Sunday, November 20, 2011

Joint venture agreements and what they can do for your business.


A joint venture agreement is a legal agreement outlining a joint-venture. A joint venture is a partnership that is usually created for a specific business or transaction project. Usually, a joint venture is undertaken for a limited period of time. In General, a joint venture will last for five to seven years.

For a joint venture, two or more companies agree to share the risks, rewards, capital, human resources and technology while forming a new company under mutual control. The agreement is generally formed for a particular project and will be usually be dissolved once the completed project. The members of the joint venture share all legal obligations and are treated in the same manner as a partnership on income taxes.

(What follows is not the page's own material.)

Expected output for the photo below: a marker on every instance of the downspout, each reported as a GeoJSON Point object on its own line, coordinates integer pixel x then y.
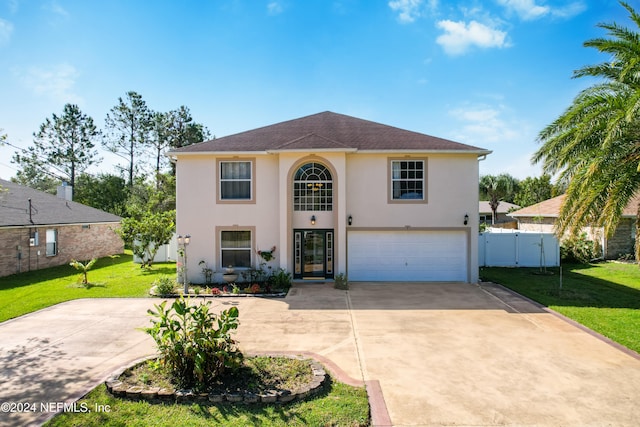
{"type": "Point", "coordinates": [30, 232]}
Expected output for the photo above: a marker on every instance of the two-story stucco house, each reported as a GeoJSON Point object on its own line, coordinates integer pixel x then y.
{"type": "Point", "coordinates": [333, 194]}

A joint-venture agreement can be made for many different reasons. They are frequently used for real estate transactions when two or more individuals wish to develop a particular piece of real property. They are commonly used by companies to find a foreign market. A foreign company will often have an agreement with a domestic company that is already in that particular market. Generally the foreign company can contribute new technologies and practices and the national company can contribute well established relations, government documents required and their experience to the joint venture.

There are a number of benefits that come to form a joint venture. One advantage is that it offers businesses the opportunity to acquire skills and capabilities. It also allows companies to enter a related company or the new market, as well as the technology gains and expertise. While they are legally "partnership", they are not to involve any kind of long-term commitment.

However, the financial needs and risks are shared between the original parties for the duration that reduces the overall risk and the financial obligations of each party. Joint ventures often lead to the development of new products and technologies.

Of course, a joint venture agreement is not without risks. There are a number of potential pitfalls. Individuals or companies may find that they have different philosophies, expectations or the objectives of the company. An imbalance can evolve in the degree of investment and the jurisdiction which is provided by individuals or companies. It may not be adequate support, identification or compensation for the management or senior management teams. The company styles and cultures of the joint venture partners may eventually come into conflict. None of these problems can lead to loss of profits, investment, time and energy. It is even possible to legal battles to ensue.

The forms involved in the creation of a joint venture include the agreement, a memorandum of agreement and any additional agreement. It is also necessary to obtain regulatory approval. This can be a time when it is useful to consult a lawyer and to make draft documents required, but as is so often true in the era of the internet, it is possible to buy uncompleted forms online.




Mark a. Warner research analyst is a Joint Venture Agreement for RealDealDocs.com. RealDealDocs gives you access to insiders to millions of legal online documents developed by law firm high to United States you can download, edit, and print. Search free of charge to the RealDealDocs.com.